第901話 雨以外は気楽な初日だった。的なお話
朝……なのか?
朝なんだろう。
朝か……。
なんだろう?
今日の為に早めに休むはずだったのに何故かまだ疲労感があるよ……。
不思議だな〜、今日から馬車での移動になるのに。
はぁ……。
それに、この惨状、どうしよう?
メイドさんに任せるのは申し訳ないし、やっぱり前みたいに自分達で軽く処理しておいたほうがいいよな?
朝から疲れる……。
みんなを起こして処理をしてから朝食へ。
無駄に疲れたからせめて食事くらいはしっかりととっておこう。
普段はあまりしないがお代わりを少々。
そうして朝食を終えるタイミングでリゼットさんがお昼用にとお弁当を作って来てくれた。
これはありがたい。
ちゃんと人数分あるし、素直に感謝だ。
お礼も忘れずに。
準備を終えいざカインへ、と屋敷を出た所で空から雨がポツリポツリと。
最初はポツリポツリとだったが、次第に強さを増していく。
「雨だね。どうする? 私としては今日も泊まってくれてもいいんだけど。」
「いや、行きますよ。時間的余裕もあまりありませんし、出来るだけ距離を稼いでおきたいですから。まあ、それでも雨ですからね。休憩は多めにするつもりです。」
アルバ達を濡らし続けるのがいいのか悪いのか分からないが、体を冷やすのはあまりよくは無いだろう。
多分。
休む時は火を焚いてあったまれるようにした方がいいかもな。
「それがいいよ。」
「所で、仕事の方はいいんですか?」
「あ、あんまり良くはないけど、見送りは大事だから……。」
……後でエリーナさんに怒られそうだな。
「それじゃ、行って来ます。」
「うん、行ってらっしゃい。」
「2人も、風邪とか引かないよう気をつけて。」
「それはレントさんもっすよ。」
「お身体には気をつけて。」
3人に……一時の別れの挨拶をする。
後ろにメイドさん達にハラルドさん他若い執事っぽい人とかが並んでるけど、メインは3人だから3人なのだ。
エリュシオン邸を後にし、レイランで馬車と馬を回収してカインに向かう。
最初の御者はレイダさん。
残りのメンバーは馬車の中で待機だけど、野生の魔物や野生の盗賊が襲ってくる可能性があるのでいつでも戦闘が出来るようにしておく。
具体的には武器の携帯。
あとは楽な姿勢でいる事。
楽な姿勢って言っても、寝こけてしまうような姿勢はどうかと思うけど、これ割と重要な気がする。
座り方が悪くて足が痺れた、なんて事になってる時に盗賊が襲って来てやられました……なんて、目も当てられないよ。
というわけでそういう事がないような姿勢で待機してる。
しかし、何もない中でひたすら待機するというのも辛い。
となると、自然とこうなってくる……。
「さて、今日は何見る?」
「昨日見終わったから新しいの。」
「昨日のは戦闘が派手だったからのんびりしたのがいいです。」
気配察知持ちが3人(リリン、ユキノ、蒼井)居て、更に盗賊に気付ける悪意感知(俺)、敵の攻撃を本能的に感じることができる闘争本能(レイダさん)っていう、半数が感知系スキルを持っているというのも大きい。

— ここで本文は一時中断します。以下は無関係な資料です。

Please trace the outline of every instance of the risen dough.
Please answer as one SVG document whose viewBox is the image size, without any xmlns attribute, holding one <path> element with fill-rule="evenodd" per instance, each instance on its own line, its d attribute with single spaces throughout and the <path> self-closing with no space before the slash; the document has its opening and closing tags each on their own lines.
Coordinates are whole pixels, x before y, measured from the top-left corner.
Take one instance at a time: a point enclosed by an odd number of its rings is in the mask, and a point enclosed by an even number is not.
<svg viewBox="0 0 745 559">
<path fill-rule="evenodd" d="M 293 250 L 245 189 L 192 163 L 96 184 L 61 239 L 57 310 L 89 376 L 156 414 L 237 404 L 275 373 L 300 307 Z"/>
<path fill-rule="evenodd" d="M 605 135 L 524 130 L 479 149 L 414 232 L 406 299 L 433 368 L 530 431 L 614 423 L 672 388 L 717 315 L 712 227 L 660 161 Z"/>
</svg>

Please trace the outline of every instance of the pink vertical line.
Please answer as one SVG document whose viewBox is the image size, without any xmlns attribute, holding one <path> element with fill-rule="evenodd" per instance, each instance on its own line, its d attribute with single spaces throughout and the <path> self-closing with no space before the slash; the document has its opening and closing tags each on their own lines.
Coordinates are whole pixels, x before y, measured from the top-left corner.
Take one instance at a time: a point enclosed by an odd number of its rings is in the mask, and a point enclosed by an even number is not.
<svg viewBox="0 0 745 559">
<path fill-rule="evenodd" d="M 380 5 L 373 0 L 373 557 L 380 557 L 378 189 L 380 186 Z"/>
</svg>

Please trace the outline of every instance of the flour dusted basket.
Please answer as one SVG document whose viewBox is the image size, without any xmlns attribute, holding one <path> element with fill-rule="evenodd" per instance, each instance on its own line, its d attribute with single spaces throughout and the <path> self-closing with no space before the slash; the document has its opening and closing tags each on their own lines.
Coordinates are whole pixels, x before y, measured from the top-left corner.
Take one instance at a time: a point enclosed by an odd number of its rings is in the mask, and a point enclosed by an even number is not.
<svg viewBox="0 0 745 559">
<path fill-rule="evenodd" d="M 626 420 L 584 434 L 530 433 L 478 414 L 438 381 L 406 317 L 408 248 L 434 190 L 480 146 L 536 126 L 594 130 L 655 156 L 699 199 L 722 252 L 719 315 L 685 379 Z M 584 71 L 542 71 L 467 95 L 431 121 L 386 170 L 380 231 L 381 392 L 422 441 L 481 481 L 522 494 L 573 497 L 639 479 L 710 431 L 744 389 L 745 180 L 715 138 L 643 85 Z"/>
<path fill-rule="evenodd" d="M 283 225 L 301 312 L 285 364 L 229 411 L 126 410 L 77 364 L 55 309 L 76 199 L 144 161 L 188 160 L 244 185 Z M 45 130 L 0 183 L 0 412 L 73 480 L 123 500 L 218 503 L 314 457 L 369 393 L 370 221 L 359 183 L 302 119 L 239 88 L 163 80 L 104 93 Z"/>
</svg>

周囲の存在の気配を3人が感じ取り、例え気配を消すことのできるスキルがあろうと悪意を持っている者を感じられ、悪意すらも消せるような奴が居て奇襲を仕掛けて来ようと本能的に攻撃を感じ取る事が出来るのだ。
そりゃアニメ見ようという気にもなるよ。
それにまあ、通るのは主要街道。
危険な魔物なんてそうそう現れないし、盗賊も狙いにくいはずだ。
そんなわけでアニメを見だすみんな。
俺ももちろん見るよ。
だって馬車の中って割と暇なんだもの。
移動は約半月程。
その間ずっと話すなんて難しいだろうし。
そんな中アニメという娯楽を与えられたのだ。
見ないわけがない。
途中こまめに休憩を挟みつつ順調に進んで行き、まだ雨も降っているからと早めの野営となった。
道中野生の魔物や野生の盗賊が現れる事はなかったし、雨以外は気楽な初日だった。